First, will we still get equal treatment in EU supplies after Brexit, especially if there is an international shortage, which happened before, hence the observatory role? Secondly, past incidents such as the fire in the Channel Tunnel and disruption at Calais have hindered supplies. If we are not in the customs union, delays may be more common, and isotopes are the ultimate “just in time” materials because if they are not delivered promptly they cease to exist. A moly cow generator lasts only two weeks, with material halving every 66 hours, so long delivery times are wasteful. That is why we do not import from faraway places such as Australia or Korea. We are signatories to the international high-level group, but is that enough? Will we try to stay in the EU observatory to secure the EU supply?

Turning to the position paper on Euratom withdrawal, it says that we will negotiate a new voluntary offer agreement with the IAEA to replace those aspects done via Euratom. Has there already been an exchange of documents with the IAEA about the content of that agreement? Are there aspects other than replicating or taking over Euratom safeguarding procedures? Is the transfer of accounting straightforward, and what happens if ownership agreements with Euratom are unsuccessful?

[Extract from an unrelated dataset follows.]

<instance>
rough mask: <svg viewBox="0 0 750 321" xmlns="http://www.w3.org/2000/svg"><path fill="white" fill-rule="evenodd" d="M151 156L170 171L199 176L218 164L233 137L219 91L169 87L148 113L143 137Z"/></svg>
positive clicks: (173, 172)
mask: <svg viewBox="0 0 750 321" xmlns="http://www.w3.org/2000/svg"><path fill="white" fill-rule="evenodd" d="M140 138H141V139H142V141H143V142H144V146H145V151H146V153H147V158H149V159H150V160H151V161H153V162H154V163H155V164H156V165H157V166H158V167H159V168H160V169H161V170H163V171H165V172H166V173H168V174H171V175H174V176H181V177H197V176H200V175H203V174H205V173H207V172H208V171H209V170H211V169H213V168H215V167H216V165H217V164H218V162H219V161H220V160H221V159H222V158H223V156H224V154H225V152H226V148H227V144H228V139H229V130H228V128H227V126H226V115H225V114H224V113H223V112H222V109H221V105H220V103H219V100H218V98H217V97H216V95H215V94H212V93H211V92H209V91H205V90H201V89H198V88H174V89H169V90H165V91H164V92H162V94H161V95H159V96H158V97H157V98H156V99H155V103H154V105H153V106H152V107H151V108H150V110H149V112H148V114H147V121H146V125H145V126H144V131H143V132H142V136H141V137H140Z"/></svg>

On Monday, we debated the electricity market report from the Economic Affairs Committee, which gives prominence to security of supply—that was without any Brexit consideration. Given that a nuclear fleet is part of our energy future, have discussions started on replacing the nuclear co-operation agreements that presently run via Euratom, in particular with the United States, from where we get a lot of our supplies? Is there a break clause in the EDF contract if any nuclear technology is denied to the UK by France, Euratom or the Commission during the building of Hinkley Point C?

Finally, will the UK fund JET from 2018 to 2020 if the extension to Euratom funding that was being negotiated does not now happen? What would be the effect of not funding that extension on the UK position in international fusion technology?